A Prolog system works like this: You provide it with a set of Horn clauses, exactly one of which has no unnegated literals. This particular clause is referred to as the goal and the others are called "hypotheses." The system first resolves the goal with one of the hypotheses to produce a new clause. It then resolves this new clause with another hypothesis to arrive at a new clause, repeating the process until the empty clause is derived. How do you get from theorem proving to enforcing constraints in a set of business rules? Well, it turns out that exactly the same declarative syntax can serve both purposes. The goal member(2 , [1 , 2 , 3 , 4]) . asks Prolog whether 2 is a member of the list, but the goal member(X , [1 , 2 , 3 , 4]) . asks Prolog to find all members of the list. To do some things (consider the reorder business rule previously mentioned) Prolog, or any business rule processing system, will occasionally slip out of paradigm and do something through a side effect.
Back to Mr. Date and his business rules. In section 2 of the book, Date argues that the processing of business rules is an essential part of a different paradigm, one noted for the mathematical purity of its original definition -- the relational database model. An integrity constraint (which is really a business rule) is a conditional expression that must evaluate to true, such as total_owed <= credit_limit. Such constraints, Date argues, are crucial to controlling the correctness of the data.

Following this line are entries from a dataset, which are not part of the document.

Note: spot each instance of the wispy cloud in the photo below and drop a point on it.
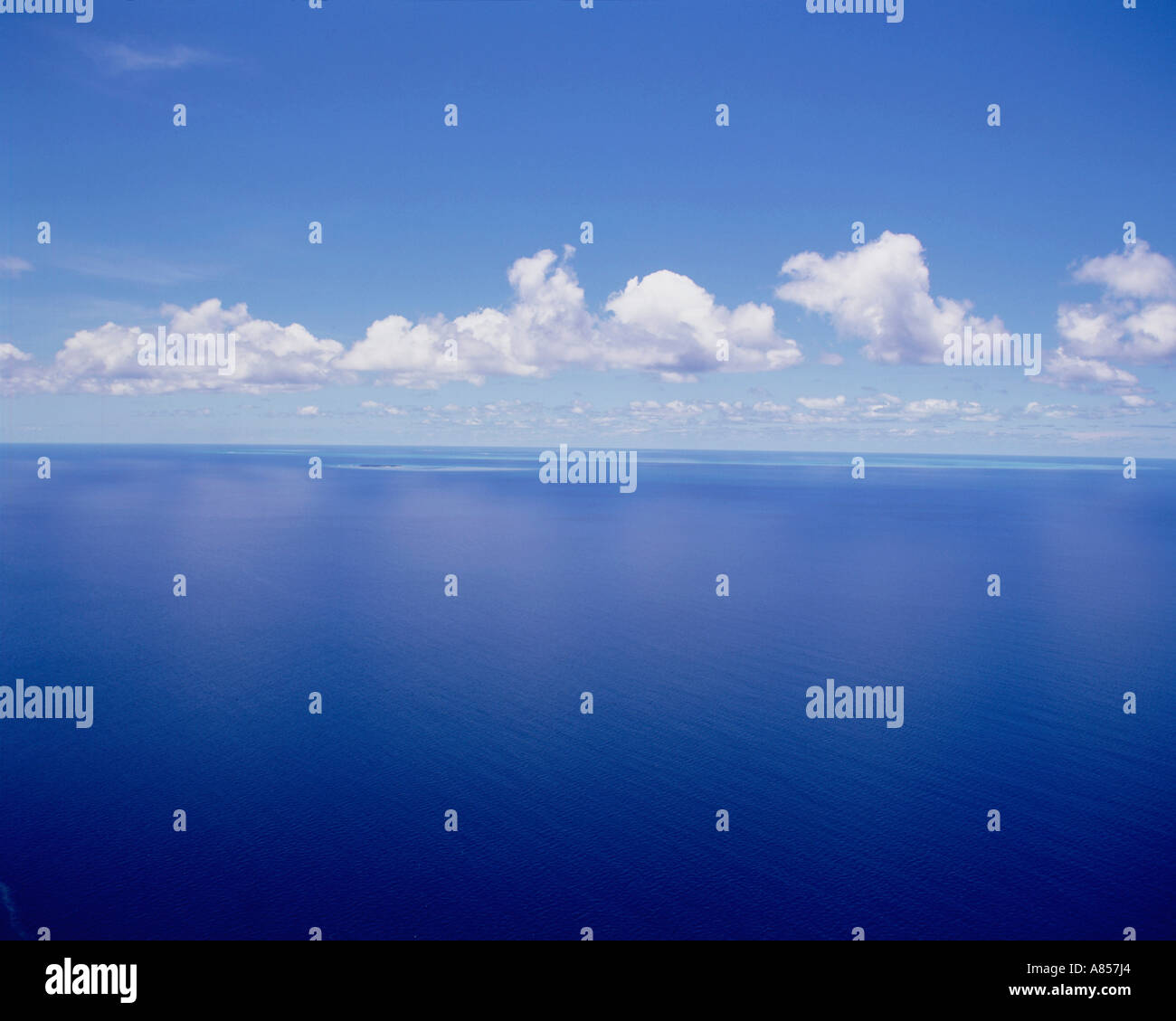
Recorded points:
(12, 266)
(119, 57)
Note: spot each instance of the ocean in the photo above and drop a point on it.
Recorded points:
(568, 820)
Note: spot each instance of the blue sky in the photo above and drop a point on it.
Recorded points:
(604, 116)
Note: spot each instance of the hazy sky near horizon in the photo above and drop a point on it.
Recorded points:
(454, 299)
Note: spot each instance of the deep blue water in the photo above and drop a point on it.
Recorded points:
(471, 704)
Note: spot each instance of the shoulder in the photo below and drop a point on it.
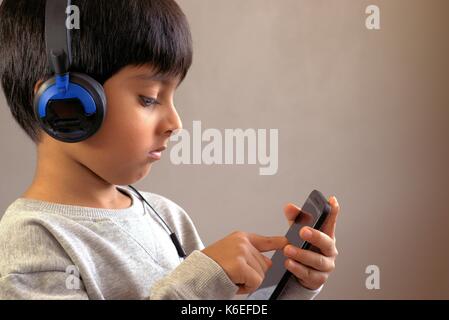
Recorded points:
(170, 210)
(26, 243)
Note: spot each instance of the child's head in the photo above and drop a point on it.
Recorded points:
(139, 50)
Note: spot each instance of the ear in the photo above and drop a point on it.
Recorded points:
(37, 85)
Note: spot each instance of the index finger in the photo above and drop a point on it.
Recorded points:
(263, 244)
(331, 221)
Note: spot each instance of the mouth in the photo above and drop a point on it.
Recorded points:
(157, 153)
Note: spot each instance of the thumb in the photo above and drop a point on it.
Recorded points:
(263, 244)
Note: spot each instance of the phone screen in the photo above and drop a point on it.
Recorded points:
(313, 213)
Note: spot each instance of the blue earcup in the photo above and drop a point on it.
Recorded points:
(70, 107)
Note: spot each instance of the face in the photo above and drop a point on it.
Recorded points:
(140, 118)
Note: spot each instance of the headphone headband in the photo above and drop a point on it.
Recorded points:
(57, 35)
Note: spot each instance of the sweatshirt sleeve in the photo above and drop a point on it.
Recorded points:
(51, 285)
(198, 277)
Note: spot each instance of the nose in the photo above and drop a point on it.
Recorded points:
(171, 120)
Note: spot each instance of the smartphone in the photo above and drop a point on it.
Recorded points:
(313, 214)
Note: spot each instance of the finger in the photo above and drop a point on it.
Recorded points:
(264, 244)
(257, 262)
(291, 212)
(311, 259)
(330, 224)
(308, 277)
(252, 279)
(320, 240)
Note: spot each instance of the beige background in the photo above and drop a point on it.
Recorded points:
(361, 114)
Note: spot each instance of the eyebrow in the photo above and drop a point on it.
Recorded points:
(155, 77)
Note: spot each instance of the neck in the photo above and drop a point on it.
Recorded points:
(60, 178)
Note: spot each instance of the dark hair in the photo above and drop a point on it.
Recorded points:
(112, 35)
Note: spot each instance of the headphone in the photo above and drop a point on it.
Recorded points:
(71, 106)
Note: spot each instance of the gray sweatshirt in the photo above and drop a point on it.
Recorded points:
(55, 251)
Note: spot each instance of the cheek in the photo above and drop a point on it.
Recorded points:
(118, 151)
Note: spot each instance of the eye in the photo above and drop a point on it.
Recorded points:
(148, 101)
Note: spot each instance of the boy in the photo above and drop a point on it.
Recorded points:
(77, 232)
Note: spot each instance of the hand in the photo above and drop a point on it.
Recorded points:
(239, 254)
(312, 269)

He then goes on to give an interpretation of the relational model of databases that he never got from the model's creator, E.F. Codd. Date claims, though, that this is what Codd really meant.
A database, Date argues, is best perceived not as a collection of data but as a collection of true propositions. The entire database, in fact, represents a single proposition: the AND of all the propositions in (and applicable to) the database. And the rows of a relational table -- the rows of the relation -- are true assertions about things in the domain of the relation.
Business rules are crucial to the relational model and should be built into the DBMS, Date says, because they are part of what the system understands to be the meaning of the things it deals with. So the system -- the DBMS -- can't do updates to these things properly without knowing and enforcing those constraints. Date quotes Gary Morgenthaler, former Ingres CEO:
Rules...might be seen as finally delivering on a long-unfulfilled promise of the [relational DBMS] revolution -- the ability to move data integrity enforcement...into a location where it can be [applied] across all applications consistently.
In other words, Date concludes, the rule engine ought to be part of the DBMS, specifically the top level of the DBMS, capable of using DB2, Oracle, or whatever back-end database system is desired.
Date thinks that this was more or less the idea all along, that business rule processing is an inherent part of the relational model and of any proper DBMS system, and that DBMS makers got distracted and left out the best part. He'd like to see that oversight rectified.
Me, I'm bemused. I started out following the thread of the conceptual purity of one paradigm -- declarative programming -- and I ended up inside a call to purify a completely different paradigm -- the relational database model -- and restore it to its original intent. And between the one pure vision and the other is the fuzzy realization that the two paradigms aren't as different from one another as they seem. Curious.